Кубрин тоже прищурился и внимательно посмотрел на Тропицкого.

– По моим сведениям, где-то в районе Атбасара. Сведения собраны с казачьих застав. – Тропицкий встал со стула и вытянулся во весь рост. – А по твоим? Чего молчишь?

– Молчать поздно, – с горечью сказал Байщегул, – под городом Иманов. Бойцов с ним около тридцати. Все при оружии. Стоят уже дня три… чего-то ждут…

– Казаков в городе больше тысячи! – уверенно произнес Тропицкий. – Куда соваться им?

– Говорят, через три дня начнут! – Байщегул, взяв вилку, ткнул ею в карася. – Откуда я знаю, зачем на рожон лезут. Это, Андрей Иванович, твоя епархия. Что-то нужно бишаре[20], значит!

– Час от часу не легче, – присвистнул от удивления Егоров, – выгнать взашей эту свору. Ты откуда знаешь-то?

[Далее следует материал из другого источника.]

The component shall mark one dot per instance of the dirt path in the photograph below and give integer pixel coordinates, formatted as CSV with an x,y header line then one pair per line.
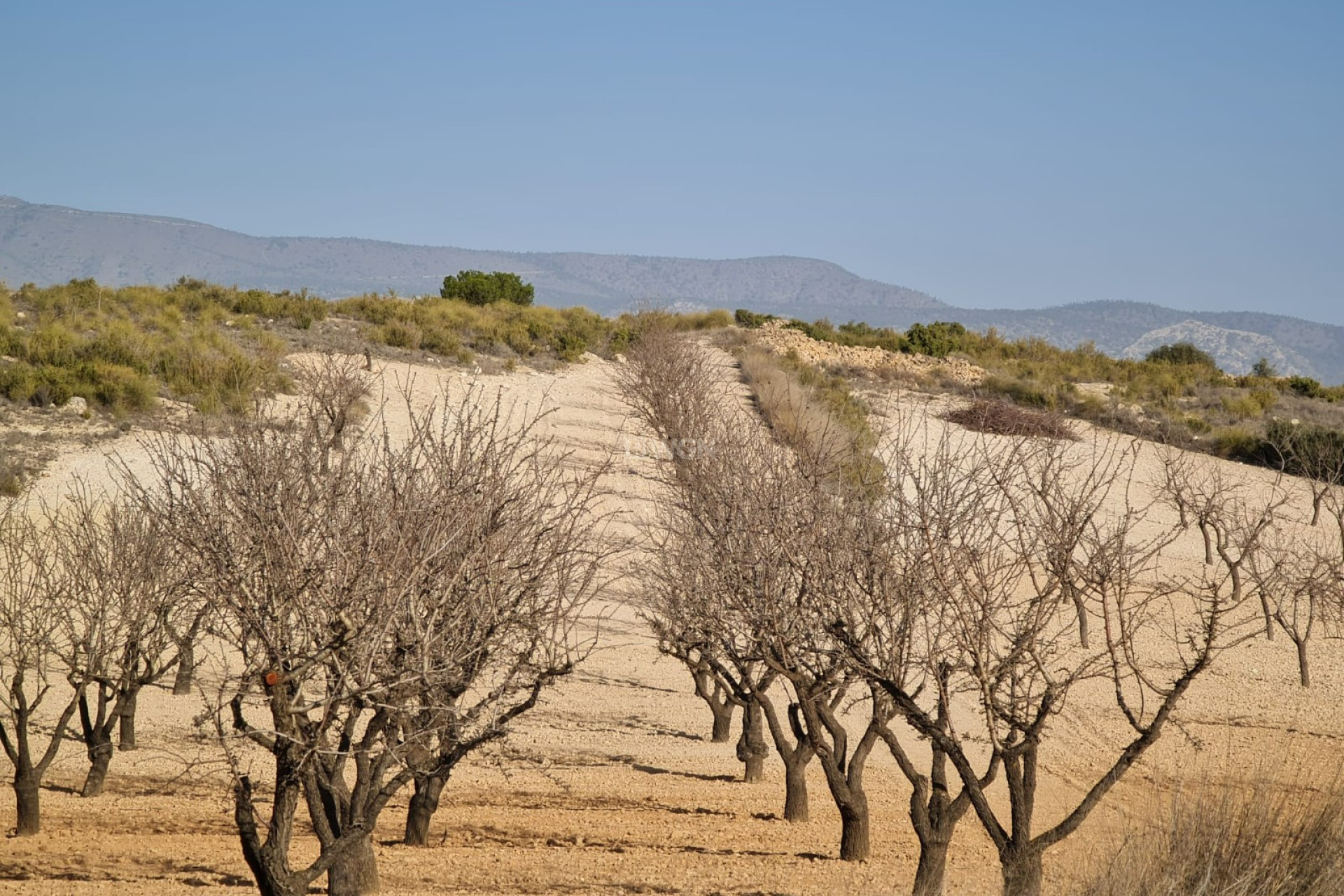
x,y
612,785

– А деньги мы из общей купеческой казны кому платим? Они и говорят. Вот этих поэтов гнать с Карабеком нужно! – Байщегул замахал от возбуждения руками. – Иначе завтра сто Имановых будет, и денег у нас не хватит на всех. Казахи пока по нашим аулам спокойные, тут тургайские воду мутят. А если местные начнут? У меня не сто жизней. Часть аулов уже снялись и уходят в Китай. А это, между прочим, наши с вами деньги. На ярмарках без лошадей не жирно будет. На одной муке каравай не такой большой… Мне вот в Китай неохота только лишь потому, что кто-то там, – он указал пальцем вверх, – в столице, придумал казахов на войну брать! Казахов на вой ну! Им никто подсказать не может, что от этого приказа только хуже в степи будет? На вой ну эту не пойдут, зато здесь войну устроят! Куда мне бежать, если кровь начнет литься? К халха? Не хочу к ним!

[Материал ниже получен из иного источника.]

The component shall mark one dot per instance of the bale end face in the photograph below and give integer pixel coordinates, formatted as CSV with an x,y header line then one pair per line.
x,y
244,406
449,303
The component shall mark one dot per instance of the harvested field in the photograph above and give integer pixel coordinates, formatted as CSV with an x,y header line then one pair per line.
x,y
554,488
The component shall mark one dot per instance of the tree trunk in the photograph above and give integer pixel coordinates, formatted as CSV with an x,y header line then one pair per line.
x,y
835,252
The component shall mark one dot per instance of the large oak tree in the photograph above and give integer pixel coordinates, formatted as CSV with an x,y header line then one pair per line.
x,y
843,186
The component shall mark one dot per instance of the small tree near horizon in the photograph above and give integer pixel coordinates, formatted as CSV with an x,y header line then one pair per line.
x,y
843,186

– Я тоже. – Егоров не удержался и отлил из графина водку. – В слободе вообще непонятно кто живет. Народу набилось тьма. И у каждого рожа – во! – он поднес руки к щекам и растопырил пальцы. – Ты сам, Степан Константинович, чего молчишь?

Кубрин вздохнул и, достав из портсигара белую длинную папиросу, прикурил ее.

– Иманов стоит у города. В слободе рожи. Силин проиграл англичанам. Поэты и муллы читают стихи и устраивают театры. Мы играем в городки. Аулы бегут в Китай. Тропицкий все проспал. Все верно?

Андрей Иванович закашлялся от идущего на него дыма.

– В столице, в Санкт-Петербурге, тоже зыбко. Партий много. Мартовы, Троцкие… Вой на. – Затянувшись, Кубрин кольцами выпускал дым. – Можно, например, покататься на катамаране, – он кивнул в сторону пирса, к которому был привязан покрашенный в желтую краску железный катамаран с большим зонтом между сидений, – отвлекает от дум! Андрей Иванович, записку возьмите.

– Эх! – раздался громкий крик, и заплывшее жиром голое тело проскочило мимо столика, со всего размаху грохаясь в воду. – Е-е-ей!

– Или как Силин – нажраться, – подытожил Кубрин, делая знак Тропицкому, что тот может ехать заниматься своими делами. – Ермухамет Валиевич, Иван Иванович, спасайте Калистрата, а то Джалил с горя повесится!